Now all you need to do is pick your K matrix. Two two ways to do this are:
1 - Pole placement
2 - Solving the Algebraic Riccati Equation
(there are others as well).
I'll do #2.
What I'm doing here is solving the
infinite-horizon continuous-time LQR problem.
First, choose symmetric positive definite nxn matrices Q and R. For instance, they can be scaled identity matrices. If the Q matrix is big, it means you want to try very hard to be stable and don't care how big you make your control inputs to do it. If your R matrix is very big it means that your control inputs cost a lot and you'll try to be as gentle as possible.

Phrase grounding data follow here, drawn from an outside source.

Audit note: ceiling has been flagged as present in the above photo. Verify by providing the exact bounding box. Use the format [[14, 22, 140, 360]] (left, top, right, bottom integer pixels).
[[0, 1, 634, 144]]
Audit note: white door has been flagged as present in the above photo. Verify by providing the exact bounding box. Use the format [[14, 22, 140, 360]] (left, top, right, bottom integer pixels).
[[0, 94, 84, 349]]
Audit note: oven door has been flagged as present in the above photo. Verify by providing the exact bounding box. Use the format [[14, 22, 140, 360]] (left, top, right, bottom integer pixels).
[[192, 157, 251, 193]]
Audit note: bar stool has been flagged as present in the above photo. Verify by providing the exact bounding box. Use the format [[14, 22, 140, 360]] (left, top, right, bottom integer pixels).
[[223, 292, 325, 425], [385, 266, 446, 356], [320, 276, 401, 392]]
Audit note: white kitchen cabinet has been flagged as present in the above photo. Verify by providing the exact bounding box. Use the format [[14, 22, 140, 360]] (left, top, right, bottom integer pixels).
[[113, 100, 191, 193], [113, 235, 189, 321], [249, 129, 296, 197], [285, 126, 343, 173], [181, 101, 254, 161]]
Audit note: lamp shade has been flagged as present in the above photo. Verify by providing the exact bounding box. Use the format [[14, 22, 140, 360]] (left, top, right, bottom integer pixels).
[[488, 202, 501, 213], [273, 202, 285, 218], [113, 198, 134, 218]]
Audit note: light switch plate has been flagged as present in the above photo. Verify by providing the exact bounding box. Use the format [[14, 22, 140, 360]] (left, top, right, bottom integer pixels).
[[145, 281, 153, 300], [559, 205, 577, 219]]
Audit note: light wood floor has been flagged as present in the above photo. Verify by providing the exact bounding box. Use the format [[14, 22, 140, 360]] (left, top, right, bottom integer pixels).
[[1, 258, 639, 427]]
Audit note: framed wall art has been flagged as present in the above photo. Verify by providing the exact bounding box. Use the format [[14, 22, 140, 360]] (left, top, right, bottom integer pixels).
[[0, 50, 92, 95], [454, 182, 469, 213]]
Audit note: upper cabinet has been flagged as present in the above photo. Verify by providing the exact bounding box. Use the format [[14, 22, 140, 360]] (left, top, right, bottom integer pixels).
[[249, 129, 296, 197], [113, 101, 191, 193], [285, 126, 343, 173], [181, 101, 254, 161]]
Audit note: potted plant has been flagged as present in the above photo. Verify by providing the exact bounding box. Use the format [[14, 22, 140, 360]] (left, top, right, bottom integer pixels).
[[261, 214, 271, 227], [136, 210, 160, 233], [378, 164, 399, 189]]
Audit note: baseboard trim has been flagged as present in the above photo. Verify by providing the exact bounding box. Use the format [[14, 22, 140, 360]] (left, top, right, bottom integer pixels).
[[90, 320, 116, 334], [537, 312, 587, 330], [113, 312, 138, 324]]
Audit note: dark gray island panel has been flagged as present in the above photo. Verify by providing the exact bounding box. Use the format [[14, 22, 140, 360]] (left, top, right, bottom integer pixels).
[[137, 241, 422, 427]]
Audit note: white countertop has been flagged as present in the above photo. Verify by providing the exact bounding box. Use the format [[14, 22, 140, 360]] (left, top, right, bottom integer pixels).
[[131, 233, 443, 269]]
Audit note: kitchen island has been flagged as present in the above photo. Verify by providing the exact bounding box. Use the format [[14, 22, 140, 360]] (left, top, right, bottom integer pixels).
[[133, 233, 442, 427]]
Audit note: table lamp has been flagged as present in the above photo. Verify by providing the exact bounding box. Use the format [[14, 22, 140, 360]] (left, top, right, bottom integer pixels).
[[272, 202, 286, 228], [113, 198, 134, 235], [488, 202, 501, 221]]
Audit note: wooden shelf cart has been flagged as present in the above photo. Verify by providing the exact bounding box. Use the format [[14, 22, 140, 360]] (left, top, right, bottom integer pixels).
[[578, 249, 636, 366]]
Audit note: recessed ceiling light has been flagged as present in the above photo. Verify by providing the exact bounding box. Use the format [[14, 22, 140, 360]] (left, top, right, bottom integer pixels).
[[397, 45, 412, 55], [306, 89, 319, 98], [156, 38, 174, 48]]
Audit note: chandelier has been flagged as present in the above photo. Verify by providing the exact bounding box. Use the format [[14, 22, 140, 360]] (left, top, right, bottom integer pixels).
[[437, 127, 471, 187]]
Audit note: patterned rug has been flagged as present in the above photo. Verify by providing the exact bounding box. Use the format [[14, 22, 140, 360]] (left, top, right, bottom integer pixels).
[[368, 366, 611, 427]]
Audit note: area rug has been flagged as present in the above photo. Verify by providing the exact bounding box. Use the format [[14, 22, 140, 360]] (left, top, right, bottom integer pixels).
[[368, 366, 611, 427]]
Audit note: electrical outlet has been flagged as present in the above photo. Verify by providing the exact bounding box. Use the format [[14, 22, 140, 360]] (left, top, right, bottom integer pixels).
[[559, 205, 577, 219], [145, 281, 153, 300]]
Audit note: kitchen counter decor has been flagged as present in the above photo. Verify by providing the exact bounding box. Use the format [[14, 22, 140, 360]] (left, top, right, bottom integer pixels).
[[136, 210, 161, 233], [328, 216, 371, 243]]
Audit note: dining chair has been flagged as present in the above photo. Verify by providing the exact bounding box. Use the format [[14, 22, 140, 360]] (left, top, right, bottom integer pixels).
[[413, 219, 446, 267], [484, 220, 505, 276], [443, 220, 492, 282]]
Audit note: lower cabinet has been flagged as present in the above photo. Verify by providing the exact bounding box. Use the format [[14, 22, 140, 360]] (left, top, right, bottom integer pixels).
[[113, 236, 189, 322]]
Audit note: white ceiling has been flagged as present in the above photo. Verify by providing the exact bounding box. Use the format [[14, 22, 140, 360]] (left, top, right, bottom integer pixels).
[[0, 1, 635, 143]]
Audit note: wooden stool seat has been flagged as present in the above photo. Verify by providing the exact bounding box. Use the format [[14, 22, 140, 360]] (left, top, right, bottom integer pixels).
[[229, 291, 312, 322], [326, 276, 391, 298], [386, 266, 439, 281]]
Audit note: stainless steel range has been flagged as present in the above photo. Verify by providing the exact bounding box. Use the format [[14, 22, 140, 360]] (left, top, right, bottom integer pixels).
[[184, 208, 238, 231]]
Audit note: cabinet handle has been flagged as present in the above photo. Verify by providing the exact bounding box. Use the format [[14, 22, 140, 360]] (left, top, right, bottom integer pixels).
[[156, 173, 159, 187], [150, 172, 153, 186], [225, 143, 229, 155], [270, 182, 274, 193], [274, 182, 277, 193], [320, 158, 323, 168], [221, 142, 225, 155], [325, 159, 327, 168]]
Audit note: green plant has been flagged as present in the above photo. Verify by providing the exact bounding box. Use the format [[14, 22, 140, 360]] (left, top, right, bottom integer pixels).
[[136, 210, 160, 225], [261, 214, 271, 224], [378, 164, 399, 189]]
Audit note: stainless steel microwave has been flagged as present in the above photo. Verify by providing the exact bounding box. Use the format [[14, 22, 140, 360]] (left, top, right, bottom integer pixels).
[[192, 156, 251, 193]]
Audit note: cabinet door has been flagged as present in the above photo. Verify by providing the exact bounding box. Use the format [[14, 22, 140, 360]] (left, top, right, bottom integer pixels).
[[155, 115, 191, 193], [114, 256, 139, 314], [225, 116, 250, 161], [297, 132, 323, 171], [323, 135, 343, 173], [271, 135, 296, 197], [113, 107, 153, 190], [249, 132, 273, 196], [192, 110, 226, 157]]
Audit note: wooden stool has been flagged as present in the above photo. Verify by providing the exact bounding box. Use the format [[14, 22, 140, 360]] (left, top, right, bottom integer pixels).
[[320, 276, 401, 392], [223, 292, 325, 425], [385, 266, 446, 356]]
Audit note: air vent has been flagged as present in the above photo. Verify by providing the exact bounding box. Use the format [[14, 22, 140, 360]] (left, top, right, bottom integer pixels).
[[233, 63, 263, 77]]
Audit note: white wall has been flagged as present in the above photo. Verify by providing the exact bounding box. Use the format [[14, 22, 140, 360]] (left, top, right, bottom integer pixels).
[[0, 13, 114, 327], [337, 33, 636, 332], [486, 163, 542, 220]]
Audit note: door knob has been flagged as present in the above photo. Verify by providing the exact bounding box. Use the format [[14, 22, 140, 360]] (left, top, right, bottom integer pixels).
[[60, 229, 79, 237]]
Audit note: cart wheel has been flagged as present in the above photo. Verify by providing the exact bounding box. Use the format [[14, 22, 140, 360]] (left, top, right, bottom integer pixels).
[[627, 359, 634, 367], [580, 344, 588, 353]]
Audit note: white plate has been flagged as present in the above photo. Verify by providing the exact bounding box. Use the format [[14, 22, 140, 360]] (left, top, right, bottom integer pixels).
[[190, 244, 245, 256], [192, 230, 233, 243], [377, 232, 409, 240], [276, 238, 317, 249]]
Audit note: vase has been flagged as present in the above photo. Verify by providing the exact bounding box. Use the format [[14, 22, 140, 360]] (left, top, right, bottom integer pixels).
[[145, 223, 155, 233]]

Anyway, solve the equations,
AT P + P A - P B R-1 BT P + Q = 0
P = PT
for P; then your optimal control gains are,
K = R-1 BT P .
You can verify that the resulting system is stable by checking that all the eigenvalues of the matrix A-BK have negative real part.
NotesYou can skip the stuff about adjoining integrators to the system and just do step #4 directly on the n-dimensional system if you like. The integrators aren't really necessary.
[EDIT: Noticed some typos; fixed them. Also, just to be clear, this is all stuff you do just to design the controller. The only thing you actually need to do in your code at runtime is compute u = -K x at each timestep, which is just a matrix multiplication.]